The orderly hesitated only long enough to remove the cigarette from his mouth and then stub it out on the side of the stepladder. He pocketed the rest of it to smoke later, I supposed.
‘I speak English,’ he said, and took the note which he stuffed into the same pocket as his half-smoked cigarette. It looked like a metaphor for all of the EU’s financial problems: the euro, in danger of going up in smoke because of Greek fecklessness.
He opened the previous steel door, pulled out the drawer, and swept back a grubby green sheet to reveal the stark-naked body of a girl. At the same moment the strip light started to flicker again and now I understood the purpose of the ladder, because the orderly mounted it and began gently flicking the fluorescent tube with a finger until it settled down again.
‘Eínai polý ómorfį,’ breathed Charlie. ‘She’s beautiful.’
‘That she is,’ I said. ‘Quite stunning.’
Immediately I knew that I was looking at the right girl. She was in her mid-twenties, I supposed, with large breasts that looked fake, and a blonde pussy that was waxed to the point of non-existence — just a little bit of fluff to put on a show for a client, or for one to get rough with. More importantly there was a neatly done tattoo of a labyrinth on her left shoulder and, certain that the power of my fifty might not last for very long, I took out my iPhone and started to take pictures.

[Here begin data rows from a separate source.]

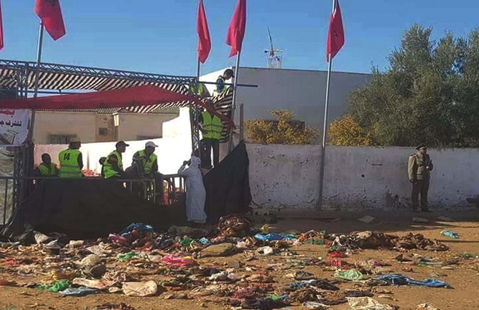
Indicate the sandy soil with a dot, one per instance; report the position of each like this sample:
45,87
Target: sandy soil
464,278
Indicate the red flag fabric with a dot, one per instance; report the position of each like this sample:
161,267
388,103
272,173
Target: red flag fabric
204,39
237,28
335,33
50,13
1,27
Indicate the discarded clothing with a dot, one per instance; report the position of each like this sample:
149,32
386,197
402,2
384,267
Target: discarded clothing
350,275
79,291
399,279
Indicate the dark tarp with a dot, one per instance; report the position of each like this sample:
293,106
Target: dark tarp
86,209
227,185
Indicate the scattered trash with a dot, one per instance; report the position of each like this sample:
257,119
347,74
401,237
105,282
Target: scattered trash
57,287
367,219
399,279
350,275
315,306
426,307
450,234
420,220
80,291
445,219
367,303
266,250
140,289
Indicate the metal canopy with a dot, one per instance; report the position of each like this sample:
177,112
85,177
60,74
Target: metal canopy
21,74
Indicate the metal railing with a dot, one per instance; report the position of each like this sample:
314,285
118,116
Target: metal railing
16,189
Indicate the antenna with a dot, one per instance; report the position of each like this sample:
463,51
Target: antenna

‘No pictures,’ said the man on the stepladder.
I ignored him.
‘Don’t worry,’ I said. ‘I’m not about to Instagram these. I’m hoping to find out what her name is. Not sell pictures of her muff.’
The orderly stopped tapping the light — which was working again — and came back down the ladder.
‘Please, stop what you’re doing — if these pictures get in the newspapers I could lose my job. That’s a risk I can’t afford. Even a job that doesn’t pay money is still a job.’
I stopped taking pictures and found him another fifty from inside my pocket.
‘Who said it doesn’t pay money?’ I said.
Reluctantly he took the fifty.
‘But look,’ I added, ‘I give you my word you won’t see these pictures in the newspapers. You know who I am, you must have read about this. The police are holding my team here in Athens while they investigate the death of this girl. On Monday night she had sex with Bekim Develi. And until they know her name and exactly what happened to her that night we’re stuck here. Meanwhile the pathologists are on strike so there can’t even be an autopsy. And the cops might as well be on strike for all the use they are.’